Using actors, hidden cameras and interviews, we show the difference between what witnesses remember and what actually happened. Ten volunteers, who think they are taking part in a series about memory, find themselves key witnesses to two dramatic and violent crimes, secretly staged and filmed. Our volunteers find it surprisingly hard to remember the sequence of events, let alone who did what. 

A Violent Bar Fight
After taking part in memory tests, our volunteers go to a restaurant, where some of them notice an argument at the next table. The staged dispute between three men quickly escalates into a fight and one of them is stabbed. Our volunteers are now what the police call ‘key and significant eyewitnesses’, but how accurately can they recall the details of the crime, and how do their accounts differ? One of our witnesses is a plant – an actor, whose job in this crime is to contaminate other witness’s memory. Will she succeed?  
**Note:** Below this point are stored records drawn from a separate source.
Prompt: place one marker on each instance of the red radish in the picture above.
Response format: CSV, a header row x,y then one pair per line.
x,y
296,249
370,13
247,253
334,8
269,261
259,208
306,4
Armed Robbery and Kidnapping 
Hidden cameras in our volunteers’ glasses let us see exactly what they focus on in our second staged crime. State of the art eye tracker cameras let us look through their eyes. Do our volunteers make better witnesses second time around? When they get caught up in a bungled robbery and one of them is kidnapped, we find out how fear and the use of weapons affect what they remember. Some of our witnesses cannot describe suspects they saw clearly, yet recognise people they couldn’t describe. Can they pick the right person in a police line up?  

The Real Story
If the only witness is also the traumatized victim, it is much harder for the police to put a case together. In this programme we meet real witnesses and hear their harrowing stories.  Memory can be contaminated as easily as a crime scene, so it is crucial for the police to preserve and protect it. We look at an interview technique that can help retrieve the memory of a traumatized victim. In a world first, we test whether a new technology can improve our witnesses’ memories of the two crimes they have seen.